Silver Spring Students Awarded in C-SPAN Competition
Two teams of Montgomery County students were honored in a national documentary competition sponsored by C-SPAN which encourages youth to produce short documentaries on issues of national importance.
This year, students used video cameras in the C-SPAN StudentCam documentary contest to answer the question, “what’s the most important issue U.S. Congress should consider in 2014?”
Donald De Alwis, Gabriel Cote Ajay Kharkar, sophomores at Montgomery Blair High School in Silver Spring took home first place and $3,000 for winning the East Region competition for their documentary titled, “A Murky Future,” about water pollution and combine sewer overflows in U.S. waterways.
Peter Jasperse, Antonia Torfs-Leibman and Madeleine Hutchins, 8th graders at Eastern Middle School in Silver Spring were named the national first prize winners in the Middle School division. They were awarded the $3,000 prize for their documentary “The NSA: The Lengths of America’s Security,” about NSA surveillance.
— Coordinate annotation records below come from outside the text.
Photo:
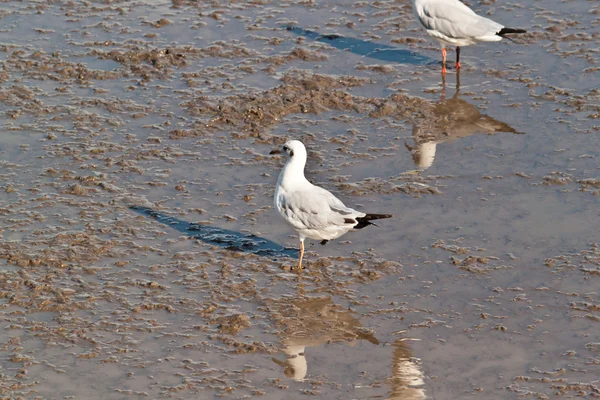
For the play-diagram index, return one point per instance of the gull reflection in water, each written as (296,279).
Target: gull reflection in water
(446,121)
(407,377)
(312,322)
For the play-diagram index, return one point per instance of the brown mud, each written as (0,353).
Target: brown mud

The Eastern Middle School team’s documentary will air at 6:50 a.m. and throughout the day on April 23, and the Montgomery Blair High School team’s documentary will air on C-SPAN at 6:50 a.m. and throughout the day on April 24.
The grand prize award went to Emma Larson, Michaela Capps and Sarah Highducheck, freshmen at Long Beach Polytechnic High School in Long Beach, Calif., who will share a $5,000 prize for their documentary titled “Earth First, Fracking Second.”
More than 4,800 students in 46 states and D.C. sent a total of 2,355 entries to C-SPAN this year – nearly 25 percent more than the number of entries received in 2013.